Она ведь и есть цветок. Единственный. Хрупкий, но не ломающийся. Красивый, но не кричащий. Мой.
Затянулся в последний раз. Глубоко, до хрипоты в груди, будто хотел втянуть в себя не только дым, но и все это время привычки, зависимости, слабости.
Потом разжал пальцы. Пачка, еще теплая от ладони, легла на дно урны с глухим стуком. Вслед за ней зажигалка. Один точный бросок и всё. Больше не понадобится.
Это будет мой подарок Ей. Не клятва, не обещание - факт. Я больше не прикоснусь к сигаретам. Никогда.
Полдень. Солнце било в глаза, как начищенный клинок – ослепляюще и безжалостно. Время тянулось густым, медленным потоком, а нетерпение пульсировало в висках, сжимая горло.
Кто-то сунул мне в руку рюмку коньяка.
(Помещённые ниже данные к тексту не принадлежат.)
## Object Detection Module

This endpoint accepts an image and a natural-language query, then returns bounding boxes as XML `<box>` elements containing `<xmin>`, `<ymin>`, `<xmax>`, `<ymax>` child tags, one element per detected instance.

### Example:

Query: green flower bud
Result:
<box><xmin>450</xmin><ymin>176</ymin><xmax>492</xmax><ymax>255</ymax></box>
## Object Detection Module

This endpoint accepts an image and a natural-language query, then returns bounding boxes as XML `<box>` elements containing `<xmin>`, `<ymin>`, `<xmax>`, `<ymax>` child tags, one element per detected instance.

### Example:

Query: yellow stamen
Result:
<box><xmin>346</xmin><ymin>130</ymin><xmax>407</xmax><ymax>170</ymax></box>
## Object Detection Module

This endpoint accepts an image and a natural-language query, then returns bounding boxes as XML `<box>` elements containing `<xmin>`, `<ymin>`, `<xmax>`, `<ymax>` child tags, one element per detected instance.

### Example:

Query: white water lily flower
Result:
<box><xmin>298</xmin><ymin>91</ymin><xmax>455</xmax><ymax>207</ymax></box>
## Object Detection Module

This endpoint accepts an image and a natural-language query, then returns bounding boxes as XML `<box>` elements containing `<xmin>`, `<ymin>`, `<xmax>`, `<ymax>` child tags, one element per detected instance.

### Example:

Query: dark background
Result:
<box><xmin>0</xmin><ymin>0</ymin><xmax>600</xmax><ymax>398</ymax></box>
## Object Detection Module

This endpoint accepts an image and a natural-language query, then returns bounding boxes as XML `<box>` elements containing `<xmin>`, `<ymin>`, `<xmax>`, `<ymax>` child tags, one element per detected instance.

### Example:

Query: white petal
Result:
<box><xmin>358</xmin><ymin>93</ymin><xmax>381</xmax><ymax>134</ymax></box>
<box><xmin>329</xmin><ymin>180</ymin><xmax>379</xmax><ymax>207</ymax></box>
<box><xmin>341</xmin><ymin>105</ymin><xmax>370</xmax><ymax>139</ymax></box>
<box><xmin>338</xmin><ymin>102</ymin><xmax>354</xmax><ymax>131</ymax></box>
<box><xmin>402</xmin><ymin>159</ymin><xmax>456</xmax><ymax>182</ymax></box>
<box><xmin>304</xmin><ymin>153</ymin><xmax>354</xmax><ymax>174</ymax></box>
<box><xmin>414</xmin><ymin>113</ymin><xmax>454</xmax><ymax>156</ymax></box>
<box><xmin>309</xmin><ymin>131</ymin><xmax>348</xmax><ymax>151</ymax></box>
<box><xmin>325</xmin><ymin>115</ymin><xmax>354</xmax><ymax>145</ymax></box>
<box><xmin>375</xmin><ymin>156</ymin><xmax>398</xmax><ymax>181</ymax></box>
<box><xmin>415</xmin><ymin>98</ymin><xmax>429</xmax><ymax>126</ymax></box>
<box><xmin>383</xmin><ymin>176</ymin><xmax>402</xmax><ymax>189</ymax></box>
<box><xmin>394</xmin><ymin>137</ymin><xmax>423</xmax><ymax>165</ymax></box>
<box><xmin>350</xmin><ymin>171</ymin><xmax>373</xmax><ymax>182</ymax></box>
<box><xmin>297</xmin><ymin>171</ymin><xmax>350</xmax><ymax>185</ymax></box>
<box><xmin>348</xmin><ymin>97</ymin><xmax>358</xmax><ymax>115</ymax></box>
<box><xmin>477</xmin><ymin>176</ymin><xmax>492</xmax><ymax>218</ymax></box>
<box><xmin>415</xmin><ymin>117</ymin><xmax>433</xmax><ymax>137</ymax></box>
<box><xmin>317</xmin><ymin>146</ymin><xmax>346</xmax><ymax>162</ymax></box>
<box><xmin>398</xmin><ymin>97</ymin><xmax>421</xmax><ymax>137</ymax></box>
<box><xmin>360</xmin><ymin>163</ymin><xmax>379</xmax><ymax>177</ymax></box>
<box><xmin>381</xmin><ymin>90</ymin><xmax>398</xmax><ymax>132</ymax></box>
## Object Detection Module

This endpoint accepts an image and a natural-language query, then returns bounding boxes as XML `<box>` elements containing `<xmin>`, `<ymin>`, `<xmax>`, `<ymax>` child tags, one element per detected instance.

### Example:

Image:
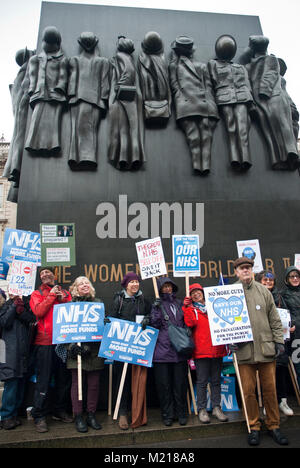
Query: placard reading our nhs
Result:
<box><xmin>2</xmin><ymin>228</ymin><xmax>41</xmax><ymax>264</ymax></box>
<box><xmin>99</xmin><ymin>317</ymin><xmax>159</xmax><ymax>367</ymax></box>
<box><xmin>172</xmin><ymin>234</ymin><xmax>200</xmax><ymax>277</ymax></box>
<box><xmin>52</xmin><ymin>302</ymin><xmax>105</xmax><ymax>344</ymax></box>
<box><xmin>204</xmin><ymin>284</ymin><xmax>253</xmax><ymax>346</ymax></box>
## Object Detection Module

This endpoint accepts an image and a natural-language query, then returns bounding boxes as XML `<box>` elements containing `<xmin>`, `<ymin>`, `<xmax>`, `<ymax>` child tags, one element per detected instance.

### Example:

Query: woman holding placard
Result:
<box><xmin>105</xmin><ymin>272</ymin><xmax>151</xmax><ymax>430</ymax></box>
<box><xmin>151</xmin><ymin>278</ymin><xmax>188</xmax><ymax>426</ymax></box>
<box><xmin>67</xmin><ymin>276</ymin><xmax>104</xmax><ymax>432</ymax></box>
<box><xmin>182</xmin><ymin>283</ymin><xmax>228</xmax><ymax>424</ymax></box>
<box><xmin>255</xmin><ymin>270</ymin><xmax>295</xmax><ymax>416</ymax></box>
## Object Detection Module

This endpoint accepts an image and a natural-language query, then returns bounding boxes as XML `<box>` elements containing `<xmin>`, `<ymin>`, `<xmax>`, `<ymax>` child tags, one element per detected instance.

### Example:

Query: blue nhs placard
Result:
<box><xmin>52</xmin><ymin>302</ymin><xmax>105</xmax><ymax>344</ymax></box>
<box><xmin>172</xmin><ymin>234</ymin><xmax>200</xmax><ymax>277</ymax></box>
<box><xmin>99</xmin><ymin>317</ymin><xmax>159</xmax><ymax>367</ymax></box>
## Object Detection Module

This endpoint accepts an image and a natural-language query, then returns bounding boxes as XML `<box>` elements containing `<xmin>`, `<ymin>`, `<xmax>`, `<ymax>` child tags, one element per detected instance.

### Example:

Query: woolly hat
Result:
<box><xmin>189</xmin><ymin>283</ymin><xmax>203</xmax><ymax>294</ymax></box>
<box><xmin>233</xmin><ymin>257</ymin><xmax>254</xmax><ymax>269</ymax></box>
<box><xmin>121</xmin><ymin>271</ymin><xmax>141</xmax><ymax>289</ymax></box>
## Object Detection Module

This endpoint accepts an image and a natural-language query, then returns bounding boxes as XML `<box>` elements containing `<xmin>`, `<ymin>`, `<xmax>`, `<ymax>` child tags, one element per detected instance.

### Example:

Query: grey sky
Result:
<box><xmin>0</xmin><ymin>0</ymin><xmax>300</xmax><ymax>141</ymax></box>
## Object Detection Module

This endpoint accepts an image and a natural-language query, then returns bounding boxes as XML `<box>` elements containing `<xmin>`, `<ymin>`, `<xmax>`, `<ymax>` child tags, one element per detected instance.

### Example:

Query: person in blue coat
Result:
<box><xmin>0</xmin><ymin>290</ymin><xmax>35</xmax><ymax>430</ymax></box>
<box><xmin>150</xmin><ymin>278</ymin><xmax>187</xmax><ymax>426</ymax></box>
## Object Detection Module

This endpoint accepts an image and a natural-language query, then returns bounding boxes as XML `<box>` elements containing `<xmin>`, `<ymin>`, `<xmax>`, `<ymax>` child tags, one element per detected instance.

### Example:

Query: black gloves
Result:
<box><xmin>68</xmin><ymin>343</ymin><xmax>91</xmax><ymax>359</ymax></box>
<box><xmin>275</xmin><ymin>343</ymin><xmax>285</xmax><ymax>358</ymax></box>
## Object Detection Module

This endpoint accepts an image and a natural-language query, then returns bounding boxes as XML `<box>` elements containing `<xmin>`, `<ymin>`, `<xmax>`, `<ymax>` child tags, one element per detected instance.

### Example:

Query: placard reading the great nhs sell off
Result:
<box><xmin>236</xmin><ymin>239</ymin><xmax>264</xmax><ymax>273</ymax></box>
<box><xmin>135</xmin><ymin>237</ymin><xmax>167</xmax><ymax>279</ymax></box>
<box><xmin>52</xmin><ymin>302</ymin><xmax>105</xmax><ymax>344</ymax></box>
<box><xmin>204</xmin><ymin>284</ymin><xmax>253</xmax><ymax>346</ymax></box>
<box><xmin>8</xmin><ymin>260</ymin><xmax>37</xmax><ymax>296</ymax></box>
<box><xmin>99</xmin><ymin>317</ymin><xmax>159</xmax><ymax>367</ymax></box>
<box><xmin>2</xmin><ymin>228</ymin><xmax>41</xmax><ymax>265</ymax></box>
<box><xmin>172</xmin><ymin>234</ymin><xmax>200</xmax><ymax>277</ymax></box>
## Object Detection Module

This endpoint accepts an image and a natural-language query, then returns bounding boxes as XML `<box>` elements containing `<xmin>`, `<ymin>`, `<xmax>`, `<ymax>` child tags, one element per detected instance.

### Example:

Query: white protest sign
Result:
<box><xmin>294</xmin><ymin>254</ymin><xmax>300</xmax><ymax>270</ymax></box>
<box><xmin>204</xmin><ymin>284</ymin><xmax>253</xmax><ymax>346</ymax></box>
<box><xmin>172</xmin><ymin>234</ymin><xmax>200</xmax><ymax>277</ymax></box>
<box><xmin>8</xmin><ymin>260</ymin><xmax>37</xmax><ymax>296</ymax></box>
<box><xmin>236</xmin><ymin>239</ymin><xmax>264</xmax><ymax>273</ymax></box>
<box><xmin>135</xmin><ymin>237</ymin><xmax>167</xmax><ymax>280</ymax></box>
<box><xmin>277</xmin><ymin>307</ymin><xmax>291</xmax><ymax>340</ymax></box>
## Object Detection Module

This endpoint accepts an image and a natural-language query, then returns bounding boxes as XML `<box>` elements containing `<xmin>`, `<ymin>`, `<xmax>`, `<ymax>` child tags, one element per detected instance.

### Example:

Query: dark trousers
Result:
<box><xmin>195</xmin><ymin>358</ymin><xmax>223</xmax><ymax>410</ymax></box>
<box><xmin>32</xmin><ymin>345</ymin><xmax>71</xmax><ymax>419</ymax></box>
<box><xmin>113</xmin><ymin>361</ymin><xmax>132</xmax><ymax>416</ymax></box>
<box><xmin>0</xmin><ymin>378</ymin><xmax>25</xmax><ymax>421</ymax></box>
<box><xmin>154</xmin><ymin>361</ymin><xmax>187</xmax><ymax>419</ymax></box>
<box><xmin>71</xmin><ymin>369</ymin><xmax>100</xmax><ymax>415</ymax></box>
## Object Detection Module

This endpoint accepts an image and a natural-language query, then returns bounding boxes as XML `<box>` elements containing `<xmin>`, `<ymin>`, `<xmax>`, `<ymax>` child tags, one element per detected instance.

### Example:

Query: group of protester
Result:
<box><xmin>0</xmin><ymin>257</ymin><xmax>300</xmax><ymax>445</ymax></box>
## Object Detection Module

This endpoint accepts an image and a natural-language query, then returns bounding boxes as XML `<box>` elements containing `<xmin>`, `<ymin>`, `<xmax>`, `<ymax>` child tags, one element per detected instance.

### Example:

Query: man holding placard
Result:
<box><xmin>231</xmin><ymin>257</ymin><xmax>288</xmax><ymax>445</ymax></box>
<box><xmin>30</xmin><ymin>266</ymin><xmax>72</xmax><ymax>432</ymax></box>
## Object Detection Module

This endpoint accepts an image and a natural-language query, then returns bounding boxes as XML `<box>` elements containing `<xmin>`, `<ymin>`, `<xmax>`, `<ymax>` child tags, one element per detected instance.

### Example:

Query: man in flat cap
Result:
<box><xmin>232</xmin><ymin>257</ymin><xmax>288</xmax><ymax>445</ymax></box>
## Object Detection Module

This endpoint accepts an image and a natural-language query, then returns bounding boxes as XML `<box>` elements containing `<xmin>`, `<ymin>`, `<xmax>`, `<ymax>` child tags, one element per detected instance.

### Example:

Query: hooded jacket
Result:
<box><xmin>281</xmin><ymin>266</ymin><xmax>300</xmax><ymax>339</ymax></box>
<box><xmin>182</xmin><ymin>303</ymin><xmax>227</xmax><ymax>359</ymax></box>
<box><xmin>150</xmin><ymin>278</ymin><xmax>186</xmax><ymax>363</ymax></box>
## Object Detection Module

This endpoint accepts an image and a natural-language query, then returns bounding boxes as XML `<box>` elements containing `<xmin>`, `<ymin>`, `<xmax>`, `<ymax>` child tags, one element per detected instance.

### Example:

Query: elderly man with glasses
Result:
<box><xmin>230</xmin><ymin>257</ymin><xmax>288</xmax><ymax>445</ymax></box>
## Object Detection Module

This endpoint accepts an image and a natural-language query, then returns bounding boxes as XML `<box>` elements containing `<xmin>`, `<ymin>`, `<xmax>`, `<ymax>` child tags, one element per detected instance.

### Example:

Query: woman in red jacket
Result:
<box><xmin>182</xmin><ymin>283</ymin><xmax>228</xmax><ymax>424</ymax></box>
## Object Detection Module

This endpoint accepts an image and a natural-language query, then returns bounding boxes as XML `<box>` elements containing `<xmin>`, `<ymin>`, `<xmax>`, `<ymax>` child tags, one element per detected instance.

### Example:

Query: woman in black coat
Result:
<box><xmin>0</xmin><ymin>296</ymin><xmax>35</xmax><ymax>429</ymax></box>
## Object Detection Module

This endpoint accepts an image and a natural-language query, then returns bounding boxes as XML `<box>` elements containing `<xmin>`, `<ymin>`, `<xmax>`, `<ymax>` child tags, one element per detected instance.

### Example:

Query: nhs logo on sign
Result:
<box><xmin>2</xmin><ymin>229</ymin><xmax>41</xmax><ymax>263</ymax></box>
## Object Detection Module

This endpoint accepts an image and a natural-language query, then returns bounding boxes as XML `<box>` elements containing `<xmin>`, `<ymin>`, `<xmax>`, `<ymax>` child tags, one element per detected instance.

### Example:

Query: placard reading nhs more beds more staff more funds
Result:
<box><xmin>204</xmin><ymin>284</ymin><xmax>253</xmax><ymax>346</ymax></box>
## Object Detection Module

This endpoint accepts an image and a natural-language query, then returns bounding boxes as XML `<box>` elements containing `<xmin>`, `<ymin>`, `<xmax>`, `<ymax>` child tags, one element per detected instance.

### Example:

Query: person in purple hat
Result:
<box><xmin>106</xmin><ymin>272</ymin><xmax>151</xmax><ymax>430</ymax></box>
Я даже не разглядел, кто. Золотистая жидкость дрогнула в стакане, повторяя мелкую дрожь моих рукх. Глоток. Огонь по жилам, мгновенное тепло в груди. На секунду стало легче.
Но только на секунду.
Алый ковер до самого входа усыпали лепестками роз. Цветы привезли на рассвете. Еще холодные, благоухающие, еще хранящие ночную свежесть. Их аромат сначала ласкал ноздри, тонкий и игривый, как прикосновение шелка.
Но к полудню солнце разожглось. Воздух загустел, пропитавшись тяжелым, приторным дыханием цветов. Сладость навалилась грузом, давила на виски, вытесняя кислород. Голова плыла. Казалось, стоишь не на земле, а в сердце гигантской оранжереи, где даже воздух дышит пыльцой.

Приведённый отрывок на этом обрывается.